Over at Massachusetts General Hospital, which was caring for 29 victims, injuries ranged from cuts and bruises to serious shrapnel wounds. Trauma surgeons said they had performed several amputations by mid-evening on Monday.
In total, three people lost their lives and more than 100 were injured when two bombs ripped through the crowd on a resplendent Monday afternoon at the finish line of the Boston Marathon, creating a gruesome scene of panic and carnage.
The explosions, which authorities said were 50 to 100 yards (45 to 90 metres) apart, knocked runners at one of the nation's most storied long-distance races off their feet and sent dozens of gravely injured spectators to the city's emergency rooms.
Images showed blood spattered along the street.
“It's really too easy to say how everyone is going to do,” said Peter Fagenholz, a trauma surgeon at Massachusetts General, who personally operated on six patients, none of them runners.
Boston Children's Hospital did not provide additional details about the children in its care.

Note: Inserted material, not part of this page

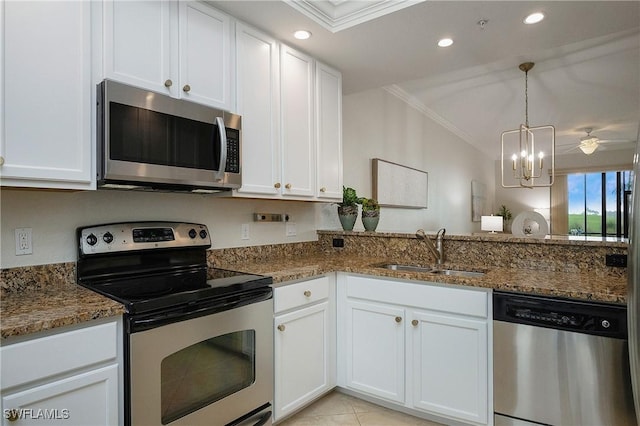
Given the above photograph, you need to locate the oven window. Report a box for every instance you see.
[161,330,256,425]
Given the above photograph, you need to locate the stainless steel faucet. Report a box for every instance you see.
[416,228,446,265]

Most of the victims, who were sent to hospitals across Boston, have not yet been publicly identified by name.
Many runners were heading for the finish when a fireball and smoke rose from behind cheering spectators and a row of flags representing the countries of participants, video from the scene showed. The cheers turned to screams and panic.
Fagenholz said the most serious cases – none of them children – arrived at the hospital within the first 15 minutes. And while he said the injuries were not “other worldly,” the scale of the incident caught him off guard.
He said the oldest patient he cared for was 71 years old.
“We take care of accidents all the time. It's just depressing that this was intentional,” he said.
Fagenholz said many of the patients would have a difficult recovery.
“A number of patients will require repeat operation tomorrow and serial operations over the next couple of days,” he said. “People, they are pretty brave, you know. It's a terrible thing and most patients attitude is, do what you need to do and try to make me better.”